The architecture of the lithospheric mantle controlled the emplacement of the Central Atlantic Magmatic Province

Large Igneous Provinces (LIPs) represent exceptionally brief (<1 Ma) voluminous magmatic events that punctuate Earth history, frequently leading to continental break-up, global climate changes and, eventually, mass extinctions. Most LIPs emplaced in continental settings are located near cratons, begging the question of a potential control of thick lithosphere on mantle melting dynamics. In this study we discuss the case of the Central Atlantic Magmatic Province (CAMP), emplaced in the vicinity of the thick lithospheric keels of the Precambrian cratons forming the central portion of Pangea prior to the opening of the Central Atlantic Ocean.

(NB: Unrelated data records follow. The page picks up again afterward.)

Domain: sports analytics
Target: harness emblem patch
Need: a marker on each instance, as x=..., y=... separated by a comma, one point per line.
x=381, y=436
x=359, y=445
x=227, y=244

In particular, we focus on CAMP magmas of the Prevalent group, ubiquitous all over the province, and of the Tiourjdal and High-Ti groups, emplaced (respectively) at the edges of the Reguibat and Leo-Man shields in north-western Africa, and the Amazonian and São Luis cratons in South America. As imaged by recent tomographic studies, there is a strong spatial correlation between most CAMP outcrops at surface and the edges of the thick cratonic keels. Geochemical modelling of trace element and isotopic compositions of CAMP basalts suggests a derivation by partial melting of a Depleted MORB Mantle (DMM) source enriched by recycled continental crust (1-4%) beneath a lithosphere of ca. 80 km. Melting under a significantly thicker lithosphere (>110 km) cannot produce magmas with chemical compositions similar to those of CAMP basalts. Therefore, our results suggest that CAMP magmatism was produced by asthenospheric upwelling along the deep cratonic keels and subsequent decompression-induced partial melting in correspondence with thinner lithosphere. Afterwards, lateral transport of magma along dykes or sills led to the formation of shallow intrusions and lava flows at considerable distances from the source region, possibly straddling the edges of the cratonic lithosphere at depth. Overall, the variations of the lithospheric thickness (i.e., the presence of stable thick cratonic keels juxtaposed to relatively thinner lithosphere) appear to play a primary role for localizing mantle upwelling and partial melting during large-scale magmatic events like the CAMP.